Yapılan araştırmalara göre İzmir’in uyuşturucu tüketiminin en fazla olduğu illerden biri olduğunu belirten Doç. Dr. Yararbaş, “Üniversitemiz, yürütmekte olduğu çalışmalar ve kurumsal işbirlikleri ile sadece İzmir’in değil tüm ülkemizin faydalanabileceği ve uygulanabilir modeller üretiyor. Mezun öğrencilerimizin ülkemizin farklı illerinde çalışıyor olması, çalışmalarımızın etkinliğini artırıyor. Bağımlılık sadece bir sağlık sorunu değil, bölgesel ve sosyal dinamiklerle doğrudan ilişkili karmaşık bir problemdir. Bu nedenle, her ülkenin kendi çözüm modellerini geliştirmesi gerekiyor. Ege Üniversitesi, bağımlılıkla mücadele kapsamında ilimiz genelinde çok önemli işbirlikleri içerisinde ve İzmir’in ihtiyaçları için çalışıyor” diye konuştu.
Ege Üniversitesinin madde bağımlılığıyla ilgili mücadelede sağladığı katkılardan bahseden Doç. Dr. Yararbaş; “Üniversiteler, topluma öğrenci yetiştirmenin ötesinde bilgiyi aktarma ve daha kaliteli bir yaşamı örnek olarak sunmayı hedeflemelidir. Ege Üniversitesi, yürütmekte olduğu sosyal sorumluluk projeleri ile toplumun her kesimine ulaşmakta ve bu görevi yerine getirmektedir. Kampüs alanımızda hayata geçirilen projelerle de ilimize olumlu bir örnek olmaktadır. Önümüzdeki süreçte başta ‘Dumansız Ege’ projesi olmak üzere pek çok çalışma ile üniversitemizin bağımlılıkla mücadele kapsamındaki rolü daha da güçlenecektir” diye belirtti.
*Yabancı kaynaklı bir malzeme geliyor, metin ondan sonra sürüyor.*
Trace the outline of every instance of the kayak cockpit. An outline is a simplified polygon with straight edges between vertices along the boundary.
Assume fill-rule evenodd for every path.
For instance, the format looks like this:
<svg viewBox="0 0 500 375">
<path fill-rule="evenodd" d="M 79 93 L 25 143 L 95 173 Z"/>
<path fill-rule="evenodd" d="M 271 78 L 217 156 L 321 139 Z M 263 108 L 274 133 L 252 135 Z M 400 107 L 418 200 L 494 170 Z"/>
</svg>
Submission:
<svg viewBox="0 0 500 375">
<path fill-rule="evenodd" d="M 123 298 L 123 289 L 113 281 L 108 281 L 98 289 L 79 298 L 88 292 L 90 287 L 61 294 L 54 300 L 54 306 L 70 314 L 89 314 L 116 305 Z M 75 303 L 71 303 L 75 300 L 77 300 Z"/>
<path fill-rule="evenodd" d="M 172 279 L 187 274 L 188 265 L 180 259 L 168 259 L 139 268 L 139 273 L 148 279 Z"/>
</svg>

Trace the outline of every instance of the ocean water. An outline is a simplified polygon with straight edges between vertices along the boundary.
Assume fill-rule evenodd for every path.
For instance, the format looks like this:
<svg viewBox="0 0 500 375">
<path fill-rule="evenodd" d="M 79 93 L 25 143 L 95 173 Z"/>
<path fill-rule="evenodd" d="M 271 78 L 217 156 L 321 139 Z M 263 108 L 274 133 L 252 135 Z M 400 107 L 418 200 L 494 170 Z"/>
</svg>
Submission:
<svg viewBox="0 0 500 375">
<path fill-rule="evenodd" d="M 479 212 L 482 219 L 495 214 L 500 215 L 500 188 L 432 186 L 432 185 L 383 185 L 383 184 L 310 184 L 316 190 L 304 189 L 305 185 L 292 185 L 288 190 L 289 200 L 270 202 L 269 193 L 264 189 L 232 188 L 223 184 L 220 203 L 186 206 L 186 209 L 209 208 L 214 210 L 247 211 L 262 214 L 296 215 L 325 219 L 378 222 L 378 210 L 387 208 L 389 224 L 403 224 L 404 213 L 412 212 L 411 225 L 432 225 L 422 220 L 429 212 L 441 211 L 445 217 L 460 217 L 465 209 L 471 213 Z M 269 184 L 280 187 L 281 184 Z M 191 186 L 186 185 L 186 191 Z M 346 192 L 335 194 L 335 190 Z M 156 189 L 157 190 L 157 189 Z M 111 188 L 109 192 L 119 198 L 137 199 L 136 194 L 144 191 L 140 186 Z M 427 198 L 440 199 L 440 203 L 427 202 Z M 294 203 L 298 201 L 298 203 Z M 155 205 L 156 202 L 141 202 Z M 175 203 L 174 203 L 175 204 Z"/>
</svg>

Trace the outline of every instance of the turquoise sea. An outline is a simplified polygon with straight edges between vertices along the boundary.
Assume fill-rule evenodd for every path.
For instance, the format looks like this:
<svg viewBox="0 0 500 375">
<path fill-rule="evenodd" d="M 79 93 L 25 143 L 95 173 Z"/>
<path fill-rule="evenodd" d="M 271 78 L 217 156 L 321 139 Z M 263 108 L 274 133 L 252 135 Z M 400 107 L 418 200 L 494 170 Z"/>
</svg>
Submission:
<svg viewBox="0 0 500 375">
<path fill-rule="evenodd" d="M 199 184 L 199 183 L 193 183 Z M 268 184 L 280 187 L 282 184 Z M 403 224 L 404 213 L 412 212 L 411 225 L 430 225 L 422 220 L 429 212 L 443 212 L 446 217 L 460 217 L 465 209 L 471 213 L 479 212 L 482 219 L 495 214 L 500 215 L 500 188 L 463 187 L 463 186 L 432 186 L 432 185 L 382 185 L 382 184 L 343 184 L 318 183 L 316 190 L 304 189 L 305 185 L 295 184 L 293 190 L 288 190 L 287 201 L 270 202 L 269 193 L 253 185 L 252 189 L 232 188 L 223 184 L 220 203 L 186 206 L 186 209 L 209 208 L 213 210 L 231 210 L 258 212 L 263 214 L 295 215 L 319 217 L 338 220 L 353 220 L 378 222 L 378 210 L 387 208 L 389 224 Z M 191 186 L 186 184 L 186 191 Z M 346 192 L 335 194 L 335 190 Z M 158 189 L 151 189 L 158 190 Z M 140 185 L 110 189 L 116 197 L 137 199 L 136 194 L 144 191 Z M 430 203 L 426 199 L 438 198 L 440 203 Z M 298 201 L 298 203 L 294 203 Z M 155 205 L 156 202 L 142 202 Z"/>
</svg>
Doç. Dr. Yararbaş, “Üniversitemizde bağımlılıkla ilişkili tüm alanlarda tedavi hizmeti almak mümkün. Bu anlamda ülkemizin en tecrübeli kurumlarından biri olduğumuzu söyleyebiliriz. Alanında öncü olmasının verdiği avantajların yanı sıra bu alanda yürütülen lisansüstü tezlerin sonuçlarının hizmet kalitesini artırdığını ve başarı oranlarının artmasına katkıda bulunduğunu ifade etmek isterim. Rehabilitasyon bağımlılık tedavi süreçlerini desteklemede çok önemli bir başlık olmakla birlikte ülkemizde bu alanda organize olmuş ve daha yenilikçi yaklaşımlara ihtiyaç duyulduğunu belirtmek isterim” diyerek sözlerine son verdi.